The one added bonus the Thunder have going for them is their bigs, both Ibaka and Perkins, are capable of forcing the issue inside on both ends of the floor. They're just good enough on the offensive end to beat you if you concentrate the entire focus of the defense on the perimeter.
The most telling image of the Heat during that thrilling Game 7 win over the Celtics in the Eastern Conference finals was the absence of Mario Chalmers down the stretch. They don't even bother with the illusion of someone else running this show. James and Wade are the only on-the-ball catalysts the Heat trust with the game on the line. And you can expect them to be at the controls from the beginning in The Finals.
Even with Bosh back and healthy, the Heat don't work from the inside out.

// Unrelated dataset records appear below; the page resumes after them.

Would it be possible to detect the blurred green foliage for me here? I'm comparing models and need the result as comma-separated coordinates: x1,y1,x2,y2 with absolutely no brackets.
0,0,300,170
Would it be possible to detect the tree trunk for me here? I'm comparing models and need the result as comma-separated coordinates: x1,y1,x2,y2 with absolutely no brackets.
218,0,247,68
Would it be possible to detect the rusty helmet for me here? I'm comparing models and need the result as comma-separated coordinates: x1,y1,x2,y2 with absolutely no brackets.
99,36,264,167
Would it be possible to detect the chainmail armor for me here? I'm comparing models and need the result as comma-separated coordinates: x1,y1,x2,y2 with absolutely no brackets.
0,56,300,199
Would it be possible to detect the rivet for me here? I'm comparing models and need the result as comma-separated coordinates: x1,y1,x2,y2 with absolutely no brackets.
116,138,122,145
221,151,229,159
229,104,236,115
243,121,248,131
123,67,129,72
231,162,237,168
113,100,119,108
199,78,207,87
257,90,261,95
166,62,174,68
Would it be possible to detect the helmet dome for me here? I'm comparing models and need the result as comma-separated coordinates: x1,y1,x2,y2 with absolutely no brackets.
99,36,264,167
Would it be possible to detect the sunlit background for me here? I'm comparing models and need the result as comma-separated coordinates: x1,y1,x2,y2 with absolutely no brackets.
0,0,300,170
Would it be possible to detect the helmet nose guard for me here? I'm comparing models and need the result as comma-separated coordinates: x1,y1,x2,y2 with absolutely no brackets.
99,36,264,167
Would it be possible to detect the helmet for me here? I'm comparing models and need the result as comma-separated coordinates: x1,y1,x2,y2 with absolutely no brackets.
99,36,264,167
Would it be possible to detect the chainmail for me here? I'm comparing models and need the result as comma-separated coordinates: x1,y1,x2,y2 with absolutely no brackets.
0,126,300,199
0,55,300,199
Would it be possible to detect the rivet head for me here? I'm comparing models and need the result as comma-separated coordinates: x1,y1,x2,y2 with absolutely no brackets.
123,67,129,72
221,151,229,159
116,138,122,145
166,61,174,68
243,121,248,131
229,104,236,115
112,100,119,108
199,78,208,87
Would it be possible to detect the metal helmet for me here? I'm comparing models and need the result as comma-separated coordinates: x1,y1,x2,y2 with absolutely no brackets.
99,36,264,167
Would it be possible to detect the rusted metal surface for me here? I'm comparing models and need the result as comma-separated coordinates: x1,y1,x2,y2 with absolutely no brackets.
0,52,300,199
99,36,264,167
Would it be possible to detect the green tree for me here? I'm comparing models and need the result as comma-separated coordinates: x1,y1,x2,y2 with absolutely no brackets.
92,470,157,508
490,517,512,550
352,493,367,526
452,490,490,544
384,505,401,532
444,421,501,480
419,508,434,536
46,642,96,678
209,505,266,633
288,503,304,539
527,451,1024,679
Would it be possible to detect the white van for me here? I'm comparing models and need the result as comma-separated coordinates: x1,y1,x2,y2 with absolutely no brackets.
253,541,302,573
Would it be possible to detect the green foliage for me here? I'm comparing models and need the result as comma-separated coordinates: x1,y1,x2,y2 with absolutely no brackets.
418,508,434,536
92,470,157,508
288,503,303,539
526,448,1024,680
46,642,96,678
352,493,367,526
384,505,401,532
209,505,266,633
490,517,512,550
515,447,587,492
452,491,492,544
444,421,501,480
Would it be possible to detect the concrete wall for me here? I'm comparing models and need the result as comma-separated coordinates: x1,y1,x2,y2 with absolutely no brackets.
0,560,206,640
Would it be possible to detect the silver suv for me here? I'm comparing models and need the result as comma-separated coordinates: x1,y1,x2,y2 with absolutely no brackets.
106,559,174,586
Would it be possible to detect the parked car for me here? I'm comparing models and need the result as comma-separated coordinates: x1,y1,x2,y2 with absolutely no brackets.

If they're going to find a way to work in the paint, it'll be through James and Wade taking advantage of any defensive mismatches. Their inability to play at a high level inside almost cost them against Kevin Garnett and the Celtics.
Durant has shown in each round of these playoffs that when closing time comes, he's the man for the job. He might be taking the shots, he might be drawing the defensive attention and creating space for someone else (Harden especially) to take the big shots. But he's going to be the one whose actions dictate things at crunch time for the Thunder, with Westbrook and Harden following his lead.
For years Wade has been lauded for his crunch time abilities, and with good reason. But even he admitted after Game 7 of the Eastern Conference finals that this team will go as far as James can carry them. James delivered them from the jaws of defeat in Games 6 and 7 of the conference finals and he'll have to carry that same load in crunch time for the duration of this series.
Westbrook surely noticed the problems the Heat had containing fellow All-Star point guard Rajon Rondo in the conference finals. He'll be at his attacking best in this series. But the Thunder need him to be precise in how he chooses to attack the Heat. An aggressive Westbrook could mean first for the Heat. A reckless Westbrook could mean doom for the Thunder. He has to keep his emotions in check and resist the urge, the way he did against Tony Parker in the Western Conference finals, to turn this into a Russell-against-the-world contest.
The Heat survived a lot in this postseason, without Bosh, without Wade playing at his usual elite level every night and without knowing where this "roller coaster" ride of season, as Heat owner Micky Arison put it, was headed from night to night. But the one thing they cannot survive in this series is a power outage from the supporting cast of Haslem, Chalmers, Battier, Mike Miller and crew. They cannot win this series without the proper support from their supporting cast.
Go back and check most any preseason prediction about which two teams would meet here and almost everyone had either the Thunder or Heat, or both. Neither team came all this way for anything other than an epic series. Thunder in 7.